As of Dec. 31, 2014, pledges to the Ebola outbreak reached at least $2.89 billion, yet only around two-thirds ($1.9 billion) has actually reached affected countries, finds a report published by The BMJ this week.
"These delays in disbursements of funding "may have contributed to spread of the virus and could have increased the financial needs," argues author Karen Grépin, Assistant Professor of global health policy at New York University.
Using international donations captured by the UN Office for the Coordination of Humanitarian Affairs' (OCHA) financial tracking system, she examined the level and speed of pledges made to the Ebola epidemic and how they aligned with evolving estimates of funds required to bring the epidemic under control.

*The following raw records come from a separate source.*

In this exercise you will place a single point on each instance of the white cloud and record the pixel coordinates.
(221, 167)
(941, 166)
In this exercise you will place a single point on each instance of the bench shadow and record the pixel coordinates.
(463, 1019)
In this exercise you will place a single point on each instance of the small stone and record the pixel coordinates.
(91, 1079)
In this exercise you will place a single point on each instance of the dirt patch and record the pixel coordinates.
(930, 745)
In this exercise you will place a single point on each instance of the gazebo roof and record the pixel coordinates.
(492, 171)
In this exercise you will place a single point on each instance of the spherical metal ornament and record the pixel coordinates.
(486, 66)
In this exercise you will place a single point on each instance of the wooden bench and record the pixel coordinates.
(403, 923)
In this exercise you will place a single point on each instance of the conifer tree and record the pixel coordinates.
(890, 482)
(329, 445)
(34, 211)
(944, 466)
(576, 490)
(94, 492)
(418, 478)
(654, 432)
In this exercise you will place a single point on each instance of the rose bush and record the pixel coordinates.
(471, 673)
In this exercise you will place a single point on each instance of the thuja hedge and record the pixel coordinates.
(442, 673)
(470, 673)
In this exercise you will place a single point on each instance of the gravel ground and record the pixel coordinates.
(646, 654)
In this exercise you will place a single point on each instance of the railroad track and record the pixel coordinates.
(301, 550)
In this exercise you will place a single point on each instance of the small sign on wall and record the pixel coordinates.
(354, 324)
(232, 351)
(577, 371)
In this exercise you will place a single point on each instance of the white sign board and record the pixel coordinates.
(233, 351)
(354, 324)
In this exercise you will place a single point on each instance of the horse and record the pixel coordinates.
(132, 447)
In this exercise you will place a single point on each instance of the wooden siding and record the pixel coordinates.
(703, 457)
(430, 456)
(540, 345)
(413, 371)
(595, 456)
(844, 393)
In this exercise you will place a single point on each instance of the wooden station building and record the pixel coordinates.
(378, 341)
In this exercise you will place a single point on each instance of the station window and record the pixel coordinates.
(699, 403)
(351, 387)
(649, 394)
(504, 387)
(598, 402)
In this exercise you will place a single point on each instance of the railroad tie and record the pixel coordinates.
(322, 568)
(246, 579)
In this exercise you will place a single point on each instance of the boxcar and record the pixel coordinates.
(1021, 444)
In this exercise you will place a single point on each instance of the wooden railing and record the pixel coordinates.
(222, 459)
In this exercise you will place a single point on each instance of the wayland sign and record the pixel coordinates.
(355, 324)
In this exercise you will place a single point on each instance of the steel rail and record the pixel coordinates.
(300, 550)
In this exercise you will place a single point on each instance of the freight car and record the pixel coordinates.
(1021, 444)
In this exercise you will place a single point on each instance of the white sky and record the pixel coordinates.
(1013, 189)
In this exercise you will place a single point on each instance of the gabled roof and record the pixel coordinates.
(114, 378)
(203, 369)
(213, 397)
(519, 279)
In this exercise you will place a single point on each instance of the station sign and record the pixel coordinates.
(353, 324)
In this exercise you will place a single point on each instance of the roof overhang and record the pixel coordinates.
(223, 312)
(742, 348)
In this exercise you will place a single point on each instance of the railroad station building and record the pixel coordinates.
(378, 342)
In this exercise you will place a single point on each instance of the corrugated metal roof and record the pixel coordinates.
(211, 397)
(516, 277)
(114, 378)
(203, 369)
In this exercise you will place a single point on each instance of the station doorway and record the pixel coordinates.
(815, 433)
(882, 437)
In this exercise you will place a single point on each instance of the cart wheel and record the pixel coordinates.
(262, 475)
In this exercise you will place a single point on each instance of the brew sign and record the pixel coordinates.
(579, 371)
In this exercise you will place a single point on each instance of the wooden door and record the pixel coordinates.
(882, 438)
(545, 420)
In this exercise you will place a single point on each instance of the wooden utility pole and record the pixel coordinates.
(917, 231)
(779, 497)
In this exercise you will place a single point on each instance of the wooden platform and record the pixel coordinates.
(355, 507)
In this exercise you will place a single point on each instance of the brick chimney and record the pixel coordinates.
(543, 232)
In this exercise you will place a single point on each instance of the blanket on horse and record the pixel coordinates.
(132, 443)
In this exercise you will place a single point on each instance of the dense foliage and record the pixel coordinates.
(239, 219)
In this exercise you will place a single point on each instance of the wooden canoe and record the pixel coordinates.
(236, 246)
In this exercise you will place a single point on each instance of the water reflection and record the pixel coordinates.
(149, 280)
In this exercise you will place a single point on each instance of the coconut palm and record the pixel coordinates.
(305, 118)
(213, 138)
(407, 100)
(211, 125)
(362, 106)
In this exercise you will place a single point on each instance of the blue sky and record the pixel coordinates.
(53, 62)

On 23 March 2014, Guinea's Ministry of Health notified the World Health Organization (WHO) of a "rapidly evolving outbreak" of Ebola virus disease in the south eastern part of its country. Within a week of the notification, WHO sent an initial donation of protective equipment and other medical supplies to Guinea.
However, the first major appeal to the international community for funding did not happen until August, when WHO, along with the presidents of Liberia, Sierra Leone, and Guinea, called on international donors to provide $71m to support the control of the outbreak.
On 16 September 2014, roughly six months after the start of the epidemic, the UN estimated that nearly $1bn in humanitarian assistance. By mid-November, the official request for funding was estimated at $1.5bn.
"Clearly, international leaders have found it challenging to estimate the financial requirements to tackle this rapidly spreading outbreak," says Grépin. "The problem has not been the generosity of donors but that the resources have not been deployed rapidly enough."
The data do not allow the speed of disbursements to be compared with that for other humanitarian crises, she explains, "but they do suggest that we need a mechanism to enable more rapid disbursement of funds to fight public health threats such as Ebola, such as a dedicated fund that could be rapidly deployed for any emergency."
"Monitoring and tracking donor responses to the epidemic, and how the money was spent, is important to improve our response to future public health threats," she adds. "Learning from this experience will help us to understand what worked and what did not in this epidemic and will also help us better assess funding needs in the future."